On the Water isn't typical of the sort of stuff I mostly listened to last year but, while listening to the review copy I had from state magazine, I became absorbed by it and by its earnest theatrics. 

I like Sam Herring's weird voice (which is the huge deal-breaker around this band, I've noticed). He sings in a variety of strange registers, with his vocals quickly oozing up a couple of octaves (as if squeezed) into these strangulated, almost character-inhabiting yelps of exaggerated emotion; not unlike Morrisey in technique. It adds to what Future Islands are all about - magnified, almost operatic, heartbreak.

And the subject matter is the other thing I like about On the Water. There's a sort of toxic core notion to it, namely that there's some desperate worth in clinging to a lost past.

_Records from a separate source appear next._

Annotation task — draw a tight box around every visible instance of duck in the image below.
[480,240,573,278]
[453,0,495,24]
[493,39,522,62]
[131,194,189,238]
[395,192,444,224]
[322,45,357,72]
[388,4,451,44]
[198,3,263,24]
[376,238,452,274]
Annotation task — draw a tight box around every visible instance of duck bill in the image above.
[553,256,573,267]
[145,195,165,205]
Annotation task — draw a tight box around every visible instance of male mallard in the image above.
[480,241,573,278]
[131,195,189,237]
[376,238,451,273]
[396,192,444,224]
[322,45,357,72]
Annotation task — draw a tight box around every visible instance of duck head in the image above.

He sings this sentiment ("look back, look back/hold on to the last") over a supple web of synthesized chords in 'Where I Found You', On the Water's central song, and it sounds more-or-less like the album's (indeed Future Islands') manifesto. I'm sure most therapists these days would tell you that Herring is giving pretty questionable life advice here - cling to the past, don't let shit go, desperately rake over the dead ashes of some busted up romance... It's counter intuitive to received wisdom, which is all about letting go, so there is a sad romanticism to it. Great Gatsby shit. 

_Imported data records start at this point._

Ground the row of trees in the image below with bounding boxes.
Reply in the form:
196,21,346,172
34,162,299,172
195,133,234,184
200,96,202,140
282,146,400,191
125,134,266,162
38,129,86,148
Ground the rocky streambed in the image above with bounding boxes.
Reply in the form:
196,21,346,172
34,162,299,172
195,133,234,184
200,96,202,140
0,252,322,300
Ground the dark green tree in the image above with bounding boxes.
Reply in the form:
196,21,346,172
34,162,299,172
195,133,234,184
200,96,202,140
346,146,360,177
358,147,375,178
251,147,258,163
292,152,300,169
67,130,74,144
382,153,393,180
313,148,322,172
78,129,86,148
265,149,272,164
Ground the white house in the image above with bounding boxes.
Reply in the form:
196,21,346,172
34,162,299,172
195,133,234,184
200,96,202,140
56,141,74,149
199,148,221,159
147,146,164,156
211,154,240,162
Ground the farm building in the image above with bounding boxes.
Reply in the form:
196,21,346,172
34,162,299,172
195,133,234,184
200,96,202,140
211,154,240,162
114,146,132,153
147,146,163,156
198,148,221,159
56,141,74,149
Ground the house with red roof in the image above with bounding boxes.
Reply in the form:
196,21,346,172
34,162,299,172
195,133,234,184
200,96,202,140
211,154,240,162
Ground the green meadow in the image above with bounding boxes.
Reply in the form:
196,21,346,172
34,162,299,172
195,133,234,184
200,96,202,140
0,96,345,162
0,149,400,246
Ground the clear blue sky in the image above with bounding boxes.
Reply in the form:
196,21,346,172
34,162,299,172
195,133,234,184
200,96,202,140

What else? Umm the album is very pristine sounding, all transparent clinky synths and clean'n'robust Peter Hook bass shapes, with the odd exhaled accordion chord thrown in for added poignancy (trademark: Twilight Sad). Which is a pretty suitable backdrop for Herring's past-obsessed, shattered lover persona. 

Also: I never knew how big Future Islands were in Dublin until I noticed via twitter how desperately people were looking for tickets for their latest gig. Wow, they strike a chord eh? Anyway, like many, I'm re-reading Dubliners at the moment for One City One Book, and the famous last story The Dead is about, among lots of other stuff, how the Irish are preoccupied with their dead past. 

With that tenuous link between James Joyce and Future Islands' appeal in Ireland, I'll pretentiously prance off.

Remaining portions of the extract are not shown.